“The loneliest people are the kindest. The saddest people smile the brightest. The most damaged people are the wisest. All because they do not wish to see anyone else suffer the way they do.”

The garden can be one of the loneliest places, but sometimes…that’s just the way I like it.

The peace and tranquillity, coupled with all the sounds, smells, colours, plus all the wildlife makes it a very calming place to be. In one of my earlier posts (‘It’s a Kind of Magic’), I talked about the garden in your head, the one that holds all those wonderful memories that you can go back to; especially in times of stress. But do those memories of your past sometimes join you in the garden? Or, do the memories from that garden itself join you as well as your own?

“People do not die for us immediately, but remain bathed in a sort of aura of life which bears no relation to true immortality but through which they continue to occupy our thoughts in the same way as when they were alive. It is as though they were traveling abroad.” ~Marcel Proust

Having grown up knowing, playing and having worked at Hemingford Grey manor, and for those of you who don’t know, this is the place where the ‘Green Knowe’ children’s books were based and written by Lucy Boston. Books that were based, mainly around the house and garden, where the past inhabitants interacted with the present.

They were always happy memories from my childhood, visiting my Nan and Grandad at the manor where they worked and Mrs Boston, who always found the time to say hello. Then later in my teens, I was working there on work experience from school and then for a short time after school. These were feelings of great happiness, magical feelings and the feeling of being safe. The very same feelings I still sometimes get, especially when alone in the gardens I work at today. The safe feeling, the feeling that everything will be ok, especially when there are times of stress. Sometimes the feeling that you are not alone, although it is never a horrible feeling….but one of great comfort.

Are these just similar feelings you get when alone in the garden -as I have said before, the garden is a magical place- or do we get visited by the happy memories of our past…..I’d like to think it is both. I am not religious in any way, but personally I do believe that there is life after death and perhaps when we do pass on, we then keep a close eye on our loved ones. The place you then most feel their presence, is the place you are most at peace.

Saying all that it could just be that because I grew up knowing the Green Knowe stories, I am just making this all up in my head with an over-active imagination and when we die, that’s it, there is no coming back.

I heard many a ghost story from my Nan and Grandad and from Mrs Boston herself, concerning the house and garden. In the short time I worked there, I never saw anything but I most definitely felt that I was never alone. Was it just the wildlife or just my over active imagination? That is something I will never know. Like old houses, old gardens will always have stories of things that go bump in the night, the old Oak tree that they used to hang people on and that old lean to shed, that has plenty of big spiders and cobwebs….I think we all like a good ghost story.

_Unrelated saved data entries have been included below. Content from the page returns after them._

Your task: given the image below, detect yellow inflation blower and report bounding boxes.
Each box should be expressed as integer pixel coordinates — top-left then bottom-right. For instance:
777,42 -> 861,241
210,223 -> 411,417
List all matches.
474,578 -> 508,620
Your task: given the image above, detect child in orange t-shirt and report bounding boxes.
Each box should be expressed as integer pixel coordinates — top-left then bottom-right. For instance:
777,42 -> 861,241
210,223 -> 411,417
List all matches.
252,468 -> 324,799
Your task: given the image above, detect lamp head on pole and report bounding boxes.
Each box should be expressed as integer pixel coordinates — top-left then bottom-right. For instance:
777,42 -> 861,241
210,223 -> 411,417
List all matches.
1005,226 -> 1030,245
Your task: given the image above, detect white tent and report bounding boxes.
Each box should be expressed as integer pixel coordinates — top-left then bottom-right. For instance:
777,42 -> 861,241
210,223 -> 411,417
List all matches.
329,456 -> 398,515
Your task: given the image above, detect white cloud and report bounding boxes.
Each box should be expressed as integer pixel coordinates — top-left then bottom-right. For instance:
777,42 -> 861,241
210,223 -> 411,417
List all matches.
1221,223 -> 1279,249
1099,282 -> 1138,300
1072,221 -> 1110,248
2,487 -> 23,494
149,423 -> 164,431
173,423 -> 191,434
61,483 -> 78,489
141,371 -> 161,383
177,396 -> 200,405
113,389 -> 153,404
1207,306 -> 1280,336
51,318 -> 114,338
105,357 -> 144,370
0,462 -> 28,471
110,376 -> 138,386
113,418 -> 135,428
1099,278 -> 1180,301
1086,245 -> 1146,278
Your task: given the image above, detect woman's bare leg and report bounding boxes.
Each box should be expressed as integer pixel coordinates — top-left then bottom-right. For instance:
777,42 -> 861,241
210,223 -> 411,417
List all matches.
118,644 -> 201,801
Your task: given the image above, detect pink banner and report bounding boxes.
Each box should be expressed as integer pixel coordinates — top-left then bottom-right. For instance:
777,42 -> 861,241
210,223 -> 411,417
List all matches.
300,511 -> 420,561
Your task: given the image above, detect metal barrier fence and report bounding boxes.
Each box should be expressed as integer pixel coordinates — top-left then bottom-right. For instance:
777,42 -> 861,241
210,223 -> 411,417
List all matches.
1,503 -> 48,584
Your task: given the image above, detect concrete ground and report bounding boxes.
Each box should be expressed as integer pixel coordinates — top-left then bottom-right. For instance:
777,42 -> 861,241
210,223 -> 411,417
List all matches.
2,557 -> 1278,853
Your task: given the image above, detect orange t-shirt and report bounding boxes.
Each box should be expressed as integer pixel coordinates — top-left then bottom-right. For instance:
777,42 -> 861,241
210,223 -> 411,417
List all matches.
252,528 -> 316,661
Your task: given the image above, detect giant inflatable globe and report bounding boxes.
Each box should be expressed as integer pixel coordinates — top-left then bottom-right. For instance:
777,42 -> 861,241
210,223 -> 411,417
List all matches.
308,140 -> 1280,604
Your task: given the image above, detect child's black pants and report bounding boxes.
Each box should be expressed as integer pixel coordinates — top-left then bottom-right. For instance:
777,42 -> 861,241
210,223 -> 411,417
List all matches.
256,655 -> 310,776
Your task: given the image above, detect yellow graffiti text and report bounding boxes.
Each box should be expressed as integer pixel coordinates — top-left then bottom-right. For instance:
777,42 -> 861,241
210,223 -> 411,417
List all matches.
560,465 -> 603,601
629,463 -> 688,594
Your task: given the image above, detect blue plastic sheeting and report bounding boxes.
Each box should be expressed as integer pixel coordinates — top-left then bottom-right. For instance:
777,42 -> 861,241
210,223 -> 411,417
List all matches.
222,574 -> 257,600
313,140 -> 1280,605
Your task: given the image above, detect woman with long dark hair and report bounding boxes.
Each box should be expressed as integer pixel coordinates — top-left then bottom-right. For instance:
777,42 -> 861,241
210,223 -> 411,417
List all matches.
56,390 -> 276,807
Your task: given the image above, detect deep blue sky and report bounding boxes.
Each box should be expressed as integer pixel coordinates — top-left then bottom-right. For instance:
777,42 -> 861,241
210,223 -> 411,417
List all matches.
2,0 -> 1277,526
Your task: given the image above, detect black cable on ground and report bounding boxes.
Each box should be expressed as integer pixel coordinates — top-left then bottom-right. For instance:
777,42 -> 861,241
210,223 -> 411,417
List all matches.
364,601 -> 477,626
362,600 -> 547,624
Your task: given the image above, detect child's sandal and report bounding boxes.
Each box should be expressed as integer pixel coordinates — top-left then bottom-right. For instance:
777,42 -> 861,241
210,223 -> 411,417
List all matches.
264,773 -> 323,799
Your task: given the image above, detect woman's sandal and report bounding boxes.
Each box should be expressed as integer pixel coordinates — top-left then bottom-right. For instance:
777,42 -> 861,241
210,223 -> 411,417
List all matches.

Today I still work in a historical garden and often wonder about it’s past residents and perhaps, do they still visit? Have I walked in the same places as: Isaac Newton, King Henry VIII, Catherine Parr, A.A Milne, Lord Byron, Ludwig Wittgenstein, John Ray and many more. This I will always find fascinating, but the one thing that makes me the most proud, is that I can always say that I have followed and walked in my Grandads footsteps.